Podejrzewali to muzycy. UOKiK ukarał Yamahę!
Zwłaszcza pianiści od dawna dziwili się kilku rzeczom. Jedna, to czemu w tak wielu sklepach sprzedawcy polecają instrumenty Casio - tu podejrzewając nawet specjalny program lojalnościowy dla sprzedawców. Druga, to czemu instrumenty Yamaha były tak drogie. Tymczasem uderzenie właśnie spadło na polskich przedstawicieli firmy Yamaha. Okazuje się od 13 lat klienci przepłacali za instrumenty tej firmy przez zmowę cenową. Decyzją prezesa UOKiK właśnie nałożono na firmę pół miliona złotych kary za zawyżone ceny sprzętu muzycznego Yamaha
Spółka Yamaha Music Europe przez 13 lat ustalała z dystrybutorami minimalne ceny odsprzedaży sprzętu muzycznego w sklepach internetowych w Polsce - informuje w czwartek UOKiK. - Sankcja byłaby dużo wyższa, jednak przedsiębiorca współpracował z Urzędem w ramach programu leniency i dobrowolnie poddał się karze finansowej - czytamy w komunikacie.

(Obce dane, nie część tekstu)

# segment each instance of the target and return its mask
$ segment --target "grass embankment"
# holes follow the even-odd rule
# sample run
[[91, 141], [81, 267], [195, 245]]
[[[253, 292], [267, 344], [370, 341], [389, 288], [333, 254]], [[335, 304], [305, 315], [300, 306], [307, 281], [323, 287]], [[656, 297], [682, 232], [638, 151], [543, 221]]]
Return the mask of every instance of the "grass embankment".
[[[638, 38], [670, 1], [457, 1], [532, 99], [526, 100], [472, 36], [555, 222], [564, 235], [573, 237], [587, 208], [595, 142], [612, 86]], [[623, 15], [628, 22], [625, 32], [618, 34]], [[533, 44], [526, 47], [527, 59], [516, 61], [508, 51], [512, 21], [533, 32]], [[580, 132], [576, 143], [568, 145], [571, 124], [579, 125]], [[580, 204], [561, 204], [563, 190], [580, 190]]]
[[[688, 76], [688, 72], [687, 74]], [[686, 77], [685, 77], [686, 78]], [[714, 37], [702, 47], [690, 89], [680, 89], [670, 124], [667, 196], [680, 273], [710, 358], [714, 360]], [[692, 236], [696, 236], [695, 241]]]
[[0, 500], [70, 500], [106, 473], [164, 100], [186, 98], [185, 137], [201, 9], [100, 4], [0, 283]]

Yamaha Music Europe jest producentem sprzętu muzycznego sprzedawanego pod markami Yamaha, Line 6 oraz Steinberg, który wprowadza do obrotu m.in. na terytorium Polski. Prezes UOKiK Tomasz Chróstny stwierdził, że przedsiębiorca ten ustalał minimalne ceny, po których jego produkty miały być sprzedawane przez dystrybutorów w sklepach internetowych. Począwszy od 2004 r. spółka ustalała ceny stosując określony wzór matematyczny, następnie wyznacznikiem cen minimalnych był dostępny w internecie cennik. Ponadto, przedstawiciele Yamaha Music Europe wyznaczali bezpośrednio sklepom internetowym minimalne ceny sprzedaży produktów.
Zgodnie z prawem przedsiębiorcy sprzedający produkty spółki Yamaha Music Europe powinni mieć dowolność w kształtowaniu cen, po których chcą oferować je konsumentom. Zmowa doprowadziła do sytuacji, w której konsumenci przez 13 lat przepłacali za sprzęt muzyczny w intrenecie. Yamaha nie tylko narzucała ceny, ale również monitorowała ich stosowanie, interweniując jeśli któryś z jej kontrahentów próbował sprzedawać sprzęt taniej – mówi Prezes UOKiK Tomasz Chróstny.
Mało tego, sklepy mogły być karane za próbę sprzedaży po niższych cenach m.in. poprzez utratę przyznanych wcześniej przywilejów, np. preferencyjnych warunków handlowych. Również sami sprzedawcy obserwowali wzajemnie swoje działania i informowali Yamaha Music Europe, jeżeli któryś z nich sprzedawał produkty taniej.
W trakcie postępowania spółka Yamaha Music Europe złożyła wniosek o odstąpienie od wymierzenia kary lub jej obniżenie w ramach programu leniency. Program ten daje możliwość łagodniejszego potraktowania przez Prezesa UOKiK, a w niektórych przypadkach nawet całkowitego uniknięcia sankcji pieniężnej. Zwolnienie z kary finansowej może uzyskać podmiot, który m.in. jako pierwszy z uczestników antykonkurencyjnego porozumienia złożył wniosek do UOKiK, nie nakłaniał do udziału w zmowie innych przedsiębiorców oraz przedstawił dowody niezbędne do wszczęcia postępowania lub wydania decyzji. Yamaha nie mogła liczyć na całkowite zwolnienie z kary, ponieważ zgromadzony materiał dowodowy wykazał, że nakłaniała swoich partnerów handlowych do udziału w zmowie. Spółka uzyskała natomiast obniżkę kary o 50 proc., ponieważ współpracowała z UOKiK i przedstawiła ważne dowody na istnienie zmowy, które pomogły w wydaniu decyzji.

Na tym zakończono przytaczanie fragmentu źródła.